Stick in the Wheel barely need an introduction these days. On the folk scene, they’re as known for their stark and direct debut album as they are for their similarly unflinching performances, and their leap from local pubs to festival stages has been swift. Meeting singer Nicola Kearey and guitarist Ian Carter in the basement cafe of Cecil Sharp House, their conversation is politically charged and urgent, although they’re not above self-deprecation, and they bounce off one another in a witty repartee familiar to anyone who has been playing in bands for most of their lives.
We’re here to talk about their new compilation, From Here: English Folk Field Recordings – a set of recordings made of contemporary folk singers doing traditional songs that mean something to them, due to be released in March. It features everyone from Jon Boden to Lisa Knapp, from Martin and Eliza Carthy to Peta and Ken, and it was made as part of a mammoth cross-country trek that saw Nic and Ian turning up in performer’s living rooms (or gardens), setting up microphones, and recording them au naturale (but with clothes on, presumably).
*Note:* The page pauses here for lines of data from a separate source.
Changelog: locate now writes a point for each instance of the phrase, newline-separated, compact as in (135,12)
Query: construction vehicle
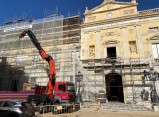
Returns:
(58,94)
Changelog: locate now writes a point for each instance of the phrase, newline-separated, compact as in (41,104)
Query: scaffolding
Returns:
(58,36)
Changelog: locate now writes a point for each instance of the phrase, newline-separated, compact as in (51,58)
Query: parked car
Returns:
(16,108)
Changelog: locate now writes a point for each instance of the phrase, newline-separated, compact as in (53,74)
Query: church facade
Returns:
(118,44)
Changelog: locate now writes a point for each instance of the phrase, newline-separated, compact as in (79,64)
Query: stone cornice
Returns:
(121,19)
(106,10)
(110,2)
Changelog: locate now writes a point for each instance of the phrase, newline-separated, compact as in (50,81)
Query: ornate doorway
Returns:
(114,87)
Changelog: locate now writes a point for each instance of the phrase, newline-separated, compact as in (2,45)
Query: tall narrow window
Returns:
(133,48)
(155,50)
(111,52)
(92,51)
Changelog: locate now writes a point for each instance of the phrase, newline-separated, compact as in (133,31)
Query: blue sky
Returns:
(11,9)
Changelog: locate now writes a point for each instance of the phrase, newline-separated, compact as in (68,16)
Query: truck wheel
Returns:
(54,110)
(41,107)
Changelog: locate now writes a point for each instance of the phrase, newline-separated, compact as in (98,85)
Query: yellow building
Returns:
(118,43)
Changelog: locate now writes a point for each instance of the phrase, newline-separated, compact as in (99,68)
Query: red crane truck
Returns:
(55,93)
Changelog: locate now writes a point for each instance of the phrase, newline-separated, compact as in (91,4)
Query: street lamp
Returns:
(79,77)
(152,77)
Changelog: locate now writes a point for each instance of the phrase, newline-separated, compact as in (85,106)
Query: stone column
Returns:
(97,44)
(139,41)
(125,43)
(84,45)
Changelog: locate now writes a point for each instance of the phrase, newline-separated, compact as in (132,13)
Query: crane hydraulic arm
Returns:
(48,58)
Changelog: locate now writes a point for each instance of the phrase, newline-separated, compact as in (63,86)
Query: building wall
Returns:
(132,33)
(58,36)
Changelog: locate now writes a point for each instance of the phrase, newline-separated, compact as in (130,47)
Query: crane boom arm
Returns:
(48,58)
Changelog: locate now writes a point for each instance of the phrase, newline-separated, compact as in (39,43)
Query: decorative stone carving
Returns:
(110,34)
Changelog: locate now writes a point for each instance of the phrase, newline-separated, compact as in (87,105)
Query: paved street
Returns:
(104,113)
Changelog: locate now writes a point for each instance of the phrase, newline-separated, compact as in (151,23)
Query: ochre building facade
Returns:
(119,43)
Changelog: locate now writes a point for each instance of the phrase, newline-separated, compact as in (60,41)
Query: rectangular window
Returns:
(153,29)
(62,87)
(111,52)
(92,51)
(155,50)
(133,47)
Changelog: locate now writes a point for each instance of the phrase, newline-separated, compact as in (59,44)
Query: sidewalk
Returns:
(104,113)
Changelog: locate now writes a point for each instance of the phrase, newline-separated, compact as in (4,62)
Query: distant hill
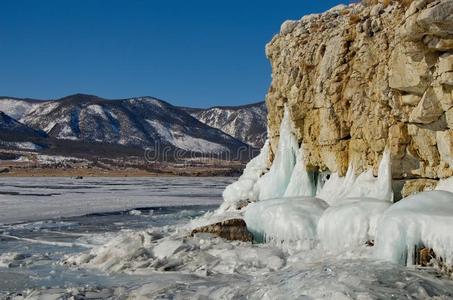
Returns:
(248,123)
(142,122)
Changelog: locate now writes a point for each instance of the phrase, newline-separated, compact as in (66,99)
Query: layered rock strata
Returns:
(358,79)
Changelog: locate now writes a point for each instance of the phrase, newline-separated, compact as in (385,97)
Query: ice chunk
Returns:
(424,219)
(274,183)
(350,223)
(364,185)
(302,182)
(243,188)
(285,220)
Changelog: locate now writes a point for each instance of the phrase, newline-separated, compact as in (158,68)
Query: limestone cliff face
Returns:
(359,78)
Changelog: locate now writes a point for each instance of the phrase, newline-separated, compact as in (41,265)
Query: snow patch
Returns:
(97,110)
(184,141)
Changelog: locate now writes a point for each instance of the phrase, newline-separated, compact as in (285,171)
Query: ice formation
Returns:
(244,188)
(364,185)
(351,223)
(302,182)
(145,252)
(421,220)
(274,183)
(286,220)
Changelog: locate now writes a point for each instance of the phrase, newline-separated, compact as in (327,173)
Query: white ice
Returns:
(363,185)
(244,188)
(350,223)
(424,219)
(286,220)
(274,183)
(37,198)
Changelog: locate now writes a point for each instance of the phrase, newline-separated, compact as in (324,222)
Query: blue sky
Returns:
(195,53)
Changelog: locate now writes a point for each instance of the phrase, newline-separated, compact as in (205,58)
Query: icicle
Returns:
(301,182)
(364,185)
(274,183)
(243,188)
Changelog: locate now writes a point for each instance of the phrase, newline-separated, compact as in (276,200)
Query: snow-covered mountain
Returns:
(17,108)
(138,122)
(247,123)
(14,134)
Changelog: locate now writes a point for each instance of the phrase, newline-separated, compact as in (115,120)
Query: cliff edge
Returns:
(359,78)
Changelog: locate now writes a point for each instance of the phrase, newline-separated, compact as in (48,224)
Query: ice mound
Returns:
(302,183)
(364,185)
(292,220)
(351,223)
(274,183)
(424,219)
(149,251)
(243,189)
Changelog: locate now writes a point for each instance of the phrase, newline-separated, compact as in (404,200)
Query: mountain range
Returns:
(135,123)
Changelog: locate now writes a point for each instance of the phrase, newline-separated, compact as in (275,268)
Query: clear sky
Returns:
(195,53)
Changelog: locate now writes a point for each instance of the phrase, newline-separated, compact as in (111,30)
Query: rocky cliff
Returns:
(360,78)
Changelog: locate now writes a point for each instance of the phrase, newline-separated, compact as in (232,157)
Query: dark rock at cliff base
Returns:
(233,230)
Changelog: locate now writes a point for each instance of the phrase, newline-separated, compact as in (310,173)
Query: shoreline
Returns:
(74,173)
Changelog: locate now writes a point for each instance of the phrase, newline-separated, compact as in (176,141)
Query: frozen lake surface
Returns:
(128,238)
(28,199)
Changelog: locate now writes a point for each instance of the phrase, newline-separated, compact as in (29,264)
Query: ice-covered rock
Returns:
(350,223)
(289,220)
(242,190)
(337,188)
(421,220)
(302,182)
(445,185)
(233,230)
(274,183)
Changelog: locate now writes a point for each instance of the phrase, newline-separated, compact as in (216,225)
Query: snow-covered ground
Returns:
(148,253)
(29,199)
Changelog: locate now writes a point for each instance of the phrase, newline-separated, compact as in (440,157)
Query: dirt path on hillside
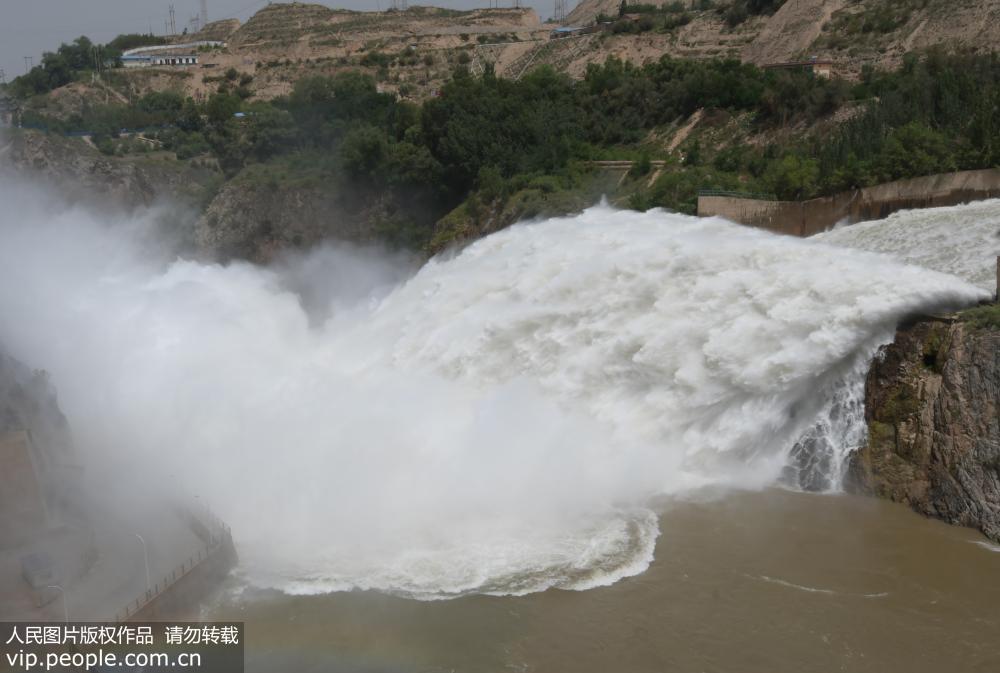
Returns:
(791,30)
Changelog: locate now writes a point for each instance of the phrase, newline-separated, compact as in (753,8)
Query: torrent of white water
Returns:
(499,422)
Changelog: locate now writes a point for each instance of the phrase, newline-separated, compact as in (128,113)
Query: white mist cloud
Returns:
(497,422)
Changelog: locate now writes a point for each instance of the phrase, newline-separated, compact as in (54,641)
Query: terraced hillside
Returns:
(414,51)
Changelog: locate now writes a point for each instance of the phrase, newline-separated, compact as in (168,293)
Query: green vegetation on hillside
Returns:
(504,148)
(70,61)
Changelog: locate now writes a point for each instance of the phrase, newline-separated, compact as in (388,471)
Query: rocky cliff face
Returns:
(82,174)
(933,411)
(255,220)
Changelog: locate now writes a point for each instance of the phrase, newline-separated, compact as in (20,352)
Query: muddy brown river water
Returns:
(749,582)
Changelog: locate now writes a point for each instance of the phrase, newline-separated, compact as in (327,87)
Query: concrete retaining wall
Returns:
(805,218)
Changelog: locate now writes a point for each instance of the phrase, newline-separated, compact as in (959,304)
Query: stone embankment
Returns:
(805,218)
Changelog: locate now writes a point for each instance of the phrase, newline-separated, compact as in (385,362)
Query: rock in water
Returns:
(932,403)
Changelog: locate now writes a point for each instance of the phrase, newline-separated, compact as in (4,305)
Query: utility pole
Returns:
(560,11)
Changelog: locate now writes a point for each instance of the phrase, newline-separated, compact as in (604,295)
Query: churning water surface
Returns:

Before we got down to that, however, I thought it might be worth finding out a bit more about the band that seems to have appeared from nowhere and taken the folk scene unawares.
This is our traditional music – have some fucking respect!Nicola Kearey
I’ve heard the Stick in the Wheel studio is based in a bank vault in Walthamstow. That seems as good a place to start as any…
Ian: Yeah, we’ve managed to infiltrate! That area has seen more militant gentrification than Hackney did.
Nicola: What do you mean, ‘militant’?
I: Well, you know… they’re changing the roads and all that sort of business.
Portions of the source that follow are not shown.